Authors: Camila Freire Barrios, Gonzalo Rivera Talavera

Abstract:

The importance of public spaces has been shown for many years, and in different disciplines, with one example being their ability for developing a sustainable social environment, especially in mega cities like Lima. The aim of this study was to explore the process of space appropriation that occurs in the Peripheral Library of the district El Agustino in Lima, Peru. Space appropriation is a process by which people develop a link with a place within a specific sociocultural context. This process has been related to positive outcomes, such as: participation and in the development of compassionate behaviors with these places. To achieve the purpose of the research, a qualitative design was selected because this will allowed exploring in deep the process in an specific context. The study interviewed six adults, all of whom were deliberately chosen to have the longest residence time in the district and also utilized the library the most. In a complementary manner, two children and one adolescent were interviewed.
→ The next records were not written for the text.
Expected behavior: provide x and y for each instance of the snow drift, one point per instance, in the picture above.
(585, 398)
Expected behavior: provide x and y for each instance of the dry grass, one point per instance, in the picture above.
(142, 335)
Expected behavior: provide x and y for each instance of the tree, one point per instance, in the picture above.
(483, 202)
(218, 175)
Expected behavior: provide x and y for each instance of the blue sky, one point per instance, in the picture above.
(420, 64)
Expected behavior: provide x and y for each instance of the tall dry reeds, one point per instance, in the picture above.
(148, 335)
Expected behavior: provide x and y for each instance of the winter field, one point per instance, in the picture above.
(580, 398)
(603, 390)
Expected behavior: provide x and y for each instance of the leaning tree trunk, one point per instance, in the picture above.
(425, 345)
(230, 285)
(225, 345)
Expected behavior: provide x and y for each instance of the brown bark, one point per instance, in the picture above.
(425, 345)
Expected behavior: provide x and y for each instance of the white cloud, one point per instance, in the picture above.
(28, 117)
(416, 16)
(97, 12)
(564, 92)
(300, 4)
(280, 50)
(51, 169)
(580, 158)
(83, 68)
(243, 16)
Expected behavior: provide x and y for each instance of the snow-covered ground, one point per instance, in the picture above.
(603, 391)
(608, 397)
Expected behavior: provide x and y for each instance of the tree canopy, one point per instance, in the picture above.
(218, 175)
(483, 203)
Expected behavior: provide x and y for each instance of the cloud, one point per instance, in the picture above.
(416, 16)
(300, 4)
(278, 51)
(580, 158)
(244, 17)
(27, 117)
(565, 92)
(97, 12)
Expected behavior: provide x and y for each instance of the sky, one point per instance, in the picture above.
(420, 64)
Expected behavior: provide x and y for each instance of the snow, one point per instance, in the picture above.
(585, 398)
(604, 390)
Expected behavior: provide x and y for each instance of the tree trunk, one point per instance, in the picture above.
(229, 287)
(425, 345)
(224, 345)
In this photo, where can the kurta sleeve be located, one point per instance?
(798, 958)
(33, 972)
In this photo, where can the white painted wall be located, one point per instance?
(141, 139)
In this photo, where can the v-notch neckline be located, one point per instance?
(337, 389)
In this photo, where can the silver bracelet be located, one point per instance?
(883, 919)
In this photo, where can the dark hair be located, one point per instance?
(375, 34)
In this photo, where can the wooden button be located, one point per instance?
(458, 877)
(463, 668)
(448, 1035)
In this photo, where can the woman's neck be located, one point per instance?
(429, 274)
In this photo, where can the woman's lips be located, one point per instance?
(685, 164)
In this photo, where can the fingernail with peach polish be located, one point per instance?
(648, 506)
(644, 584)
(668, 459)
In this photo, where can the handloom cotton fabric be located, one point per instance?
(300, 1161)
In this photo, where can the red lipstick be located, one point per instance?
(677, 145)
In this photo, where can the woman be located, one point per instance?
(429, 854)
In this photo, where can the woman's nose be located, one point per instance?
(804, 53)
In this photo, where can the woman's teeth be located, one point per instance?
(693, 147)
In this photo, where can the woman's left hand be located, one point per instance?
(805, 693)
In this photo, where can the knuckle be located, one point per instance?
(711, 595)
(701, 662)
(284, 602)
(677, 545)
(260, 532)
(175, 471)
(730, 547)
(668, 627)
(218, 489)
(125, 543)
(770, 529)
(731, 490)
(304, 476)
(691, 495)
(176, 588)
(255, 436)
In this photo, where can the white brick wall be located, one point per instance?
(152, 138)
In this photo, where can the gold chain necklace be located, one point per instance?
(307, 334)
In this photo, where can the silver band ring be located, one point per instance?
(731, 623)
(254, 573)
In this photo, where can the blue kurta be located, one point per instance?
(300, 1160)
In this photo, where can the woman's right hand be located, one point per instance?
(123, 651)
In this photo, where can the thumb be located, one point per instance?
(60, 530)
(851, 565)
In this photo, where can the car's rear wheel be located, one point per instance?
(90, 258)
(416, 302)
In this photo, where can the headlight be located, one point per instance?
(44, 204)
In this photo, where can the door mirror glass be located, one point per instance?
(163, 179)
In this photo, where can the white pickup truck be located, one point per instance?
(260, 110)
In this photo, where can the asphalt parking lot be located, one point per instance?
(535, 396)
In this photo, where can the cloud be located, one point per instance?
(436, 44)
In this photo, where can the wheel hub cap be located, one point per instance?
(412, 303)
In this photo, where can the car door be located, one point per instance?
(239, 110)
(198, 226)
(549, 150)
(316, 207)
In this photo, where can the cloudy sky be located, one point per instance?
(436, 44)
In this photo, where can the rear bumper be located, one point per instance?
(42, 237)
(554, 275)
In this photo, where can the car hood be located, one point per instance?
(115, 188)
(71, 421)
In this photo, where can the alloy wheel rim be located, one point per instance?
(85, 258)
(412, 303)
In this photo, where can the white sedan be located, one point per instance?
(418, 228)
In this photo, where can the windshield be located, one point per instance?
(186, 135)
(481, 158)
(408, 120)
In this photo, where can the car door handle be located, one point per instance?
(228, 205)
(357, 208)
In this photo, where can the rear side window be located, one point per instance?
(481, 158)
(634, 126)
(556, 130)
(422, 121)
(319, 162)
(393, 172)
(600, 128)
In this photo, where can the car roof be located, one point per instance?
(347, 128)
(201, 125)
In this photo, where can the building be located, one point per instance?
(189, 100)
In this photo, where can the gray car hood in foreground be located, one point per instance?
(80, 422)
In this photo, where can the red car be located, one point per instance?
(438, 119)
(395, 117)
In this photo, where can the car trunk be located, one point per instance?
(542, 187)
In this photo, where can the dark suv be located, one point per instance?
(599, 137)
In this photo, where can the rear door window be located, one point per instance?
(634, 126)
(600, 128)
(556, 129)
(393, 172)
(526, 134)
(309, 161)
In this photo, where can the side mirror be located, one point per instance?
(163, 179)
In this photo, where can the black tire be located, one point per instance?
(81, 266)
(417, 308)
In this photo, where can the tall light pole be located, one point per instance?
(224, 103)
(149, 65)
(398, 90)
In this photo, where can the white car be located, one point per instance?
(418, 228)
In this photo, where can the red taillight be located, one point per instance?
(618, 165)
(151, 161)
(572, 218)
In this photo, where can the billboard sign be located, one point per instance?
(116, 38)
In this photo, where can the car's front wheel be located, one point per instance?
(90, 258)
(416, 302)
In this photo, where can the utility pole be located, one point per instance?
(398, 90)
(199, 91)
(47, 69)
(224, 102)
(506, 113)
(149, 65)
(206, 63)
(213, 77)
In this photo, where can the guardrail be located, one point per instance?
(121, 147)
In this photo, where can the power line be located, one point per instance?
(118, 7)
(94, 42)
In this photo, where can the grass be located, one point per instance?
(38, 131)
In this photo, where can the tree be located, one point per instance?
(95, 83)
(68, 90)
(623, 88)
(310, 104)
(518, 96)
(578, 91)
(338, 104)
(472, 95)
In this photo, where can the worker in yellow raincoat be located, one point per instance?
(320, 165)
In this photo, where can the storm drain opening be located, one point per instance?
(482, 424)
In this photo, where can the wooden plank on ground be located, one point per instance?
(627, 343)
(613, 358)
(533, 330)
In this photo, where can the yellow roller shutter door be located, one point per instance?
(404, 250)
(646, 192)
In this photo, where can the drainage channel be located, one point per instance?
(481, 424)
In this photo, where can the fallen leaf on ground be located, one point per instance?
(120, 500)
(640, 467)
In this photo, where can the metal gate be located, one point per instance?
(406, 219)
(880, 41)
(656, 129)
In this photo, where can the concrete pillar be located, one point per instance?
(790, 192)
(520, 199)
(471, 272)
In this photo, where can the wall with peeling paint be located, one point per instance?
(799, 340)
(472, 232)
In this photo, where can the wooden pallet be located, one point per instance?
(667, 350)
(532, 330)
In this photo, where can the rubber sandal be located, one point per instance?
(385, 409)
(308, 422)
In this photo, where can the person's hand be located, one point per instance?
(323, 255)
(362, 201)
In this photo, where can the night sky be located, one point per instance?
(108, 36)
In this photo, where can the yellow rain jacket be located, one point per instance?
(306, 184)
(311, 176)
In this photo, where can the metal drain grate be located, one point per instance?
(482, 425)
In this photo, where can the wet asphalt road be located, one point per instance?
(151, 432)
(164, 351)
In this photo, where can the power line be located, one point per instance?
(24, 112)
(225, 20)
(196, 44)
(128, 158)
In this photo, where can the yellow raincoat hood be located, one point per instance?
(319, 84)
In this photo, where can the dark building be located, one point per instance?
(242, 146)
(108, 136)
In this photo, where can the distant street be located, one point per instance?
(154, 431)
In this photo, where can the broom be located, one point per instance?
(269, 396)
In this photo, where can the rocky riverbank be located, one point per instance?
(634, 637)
Likewise, two observations were made on a weekday and weekend, and public documentation information was collected. As a result, five categories linked to this process were identified. It was found that the process of space appropriation begins with the needs of the people who arrive at the library, which provides benefits to these people by fulfilling them. Next in the process, through the construction of meanings, the library is then valued as a pleasant, productive, safe and regulated place; as a result, people become identified with the library. The identification generated is subsequently reflected in the level of participation that the person has in the library, which may go in a continuum from no participating at all to a more direct involvement in the library activities, as well as voluntary and altruistic work. Finally, this process leads to the library becoming part of the neighborhood. This study allows having a better understanding of how sociospatial processes work in a Latinamerican context and in cities like Lima, where the third of the country’s population lives. Also, Lima has grown in the past 50 years in a excessively way and with lack of planification. Therefore, these results brings new research questions and highlights the importance of learning how to design public spaces in order to promote these processes to develop.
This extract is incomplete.